No Goblins Allowed
http://862838.jrbdt8wd.asia/

Land Count Odds
http://862838.jrbdt8wd.asia/viewtopic.php?f=38&t=17943
Page 1 of 9

Author:  VT2WA [ Sat Feb 18, 2017 11:47 am ]
Post subject:  Land Count Odds

It's taken a while but I've collected 1700 games worth of mana data.
(FYI, my background is a Masters in Aeronautical Engineering from Rensselaer Polytechnic Institute, and my Bachelors had a minor in Mathematics as well. So yes, keeping track of data is a fault of mine)

Controls:
Play with a deck that contains 26 lands and minimal, if possible no, land manipulation or draw manipulation effects. For example, no Evolving Wilds, no Ramp, no shuffling, no tutor effects. For each game I played with a qualified deck, I would commit to keeping whatever starting hand I would get. I would track the number of cards drawn off the top of the deck and I would count the number of lands vs non-land cards. Scry is ok, but I have to count what was on top, I can put stuff on the bottom, but I have to continue to count what WAS on top and the order.

I did play occasionally with Nissa Vastwood Seer. I would mark those games.

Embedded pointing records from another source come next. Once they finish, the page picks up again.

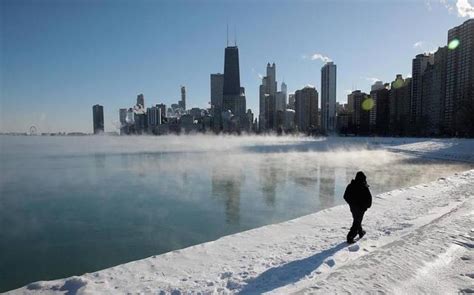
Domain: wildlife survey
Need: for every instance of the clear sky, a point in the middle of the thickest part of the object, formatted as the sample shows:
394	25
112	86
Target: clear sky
58	58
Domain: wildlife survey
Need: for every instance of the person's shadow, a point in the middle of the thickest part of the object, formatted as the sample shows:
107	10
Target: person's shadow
288	273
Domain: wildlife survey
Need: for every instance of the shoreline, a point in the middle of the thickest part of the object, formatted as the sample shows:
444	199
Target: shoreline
290	256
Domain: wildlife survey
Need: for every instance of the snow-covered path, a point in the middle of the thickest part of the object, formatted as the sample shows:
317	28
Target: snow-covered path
419	239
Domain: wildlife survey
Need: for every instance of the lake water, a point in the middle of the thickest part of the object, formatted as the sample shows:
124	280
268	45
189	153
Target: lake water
70	205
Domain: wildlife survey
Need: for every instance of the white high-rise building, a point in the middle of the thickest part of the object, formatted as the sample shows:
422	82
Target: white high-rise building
328	97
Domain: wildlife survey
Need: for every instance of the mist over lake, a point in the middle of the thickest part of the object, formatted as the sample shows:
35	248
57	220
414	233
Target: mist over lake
70	205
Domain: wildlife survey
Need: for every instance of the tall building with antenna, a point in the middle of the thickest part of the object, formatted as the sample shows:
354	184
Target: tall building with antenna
182	102
233	94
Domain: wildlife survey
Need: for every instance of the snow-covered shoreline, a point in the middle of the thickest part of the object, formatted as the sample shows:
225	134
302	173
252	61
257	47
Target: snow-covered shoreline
419	239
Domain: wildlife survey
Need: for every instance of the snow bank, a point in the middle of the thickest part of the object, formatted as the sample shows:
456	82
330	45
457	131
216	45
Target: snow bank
419	239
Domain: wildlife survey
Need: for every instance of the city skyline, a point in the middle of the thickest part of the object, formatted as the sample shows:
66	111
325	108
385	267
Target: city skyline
44	93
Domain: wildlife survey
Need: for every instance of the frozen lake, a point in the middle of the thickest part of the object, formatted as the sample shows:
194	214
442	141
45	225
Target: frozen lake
70	205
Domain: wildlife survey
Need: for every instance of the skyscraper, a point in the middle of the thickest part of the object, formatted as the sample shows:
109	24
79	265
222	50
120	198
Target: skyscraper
360	113
231	85
141	100
153	115
271	83
306	109
217	88
162	107
419	64
123	121
460	79
182	102
382	108
373	95
434	92
233	94
98	118
328	97
400	98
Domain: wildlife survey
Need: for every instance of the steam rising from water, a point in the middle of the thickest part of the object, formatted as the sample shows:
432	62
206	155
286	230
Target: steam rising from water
99	201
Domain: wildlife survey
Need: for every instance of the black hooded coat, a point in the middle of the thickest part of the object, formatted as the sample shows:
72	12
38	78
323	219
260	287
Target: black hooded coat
358	196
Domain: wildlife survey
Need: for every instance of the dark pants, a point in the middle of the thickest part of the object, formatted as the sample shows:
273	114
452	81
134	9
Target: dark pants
357	215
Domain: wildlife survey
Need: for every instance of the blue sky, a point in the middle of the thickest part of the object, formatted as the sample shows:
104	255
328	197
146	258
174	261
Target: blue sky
58	58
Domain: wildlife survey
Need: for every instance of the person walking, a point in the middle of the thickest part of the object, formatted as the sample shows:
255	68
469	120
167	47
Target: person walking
358	196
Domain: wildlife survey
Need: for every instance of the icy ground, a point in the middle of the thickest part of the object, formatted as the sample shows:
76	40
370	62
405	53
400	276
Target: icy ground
419	240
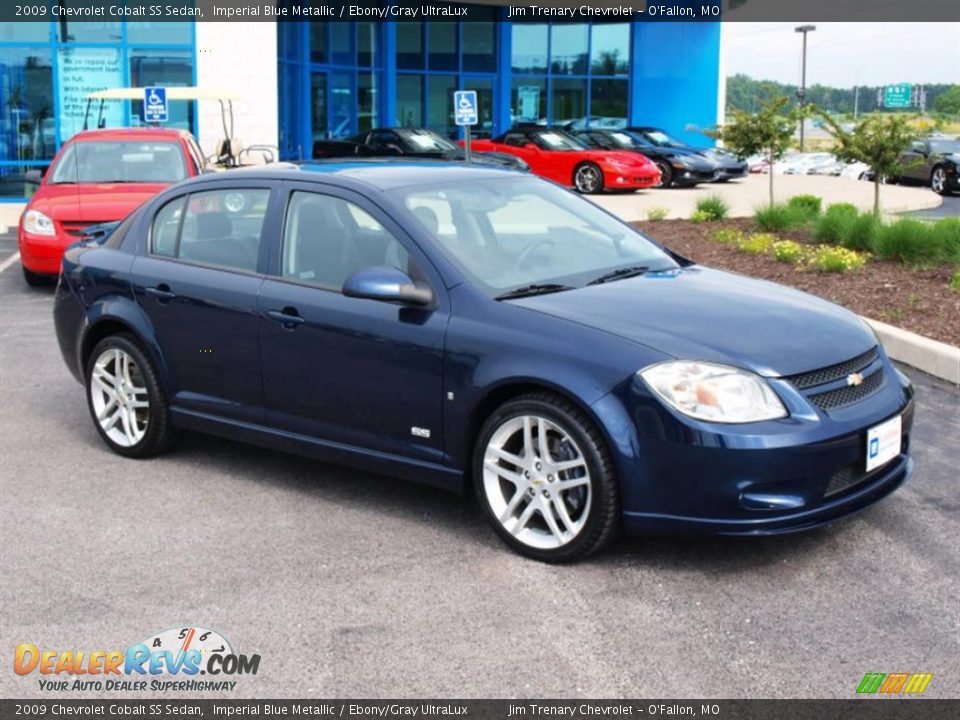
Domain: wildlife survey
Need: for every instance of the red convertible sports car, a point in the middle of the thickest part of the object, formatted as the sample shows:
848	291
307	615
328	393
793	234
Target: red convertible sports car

My wife recently went on a vacation to go visit her family (we both can't travel at the same time, our GSD doesn't do well in a kennel). During this time I went through the mind numbing process assembling a card deck in-real-life, with 26 lands and 34 non-lands and simulating 400 games.

I randomly choose a batch of games and looked at the number of cards drawn. I then shuffled the cards by hand thoroughly, and would draw that many cards. I kept the percentage of Nissa games, and mimicked the percentage in my real-life-control deck by putting a single copy of Nissa in. I collected the data by counting the number of lands and non-lands off the top.

Attached is the results. It's a graph showing the percentage of games where I drew X number of lands. The number of lands is on the X-axis, the percentage of occurrences is on the Y-axis.

I know some will say that 1700 games is not enough data. I can assure you when measuring a stat of land vs non-land with an expected long term average rate of 43%/57%, 1700 games is close to giving us an expected 3-sigma result. Yes, 400 games in-real-life is a little low, but it's not an insignificant number (and you try doing it for 6+ hours!)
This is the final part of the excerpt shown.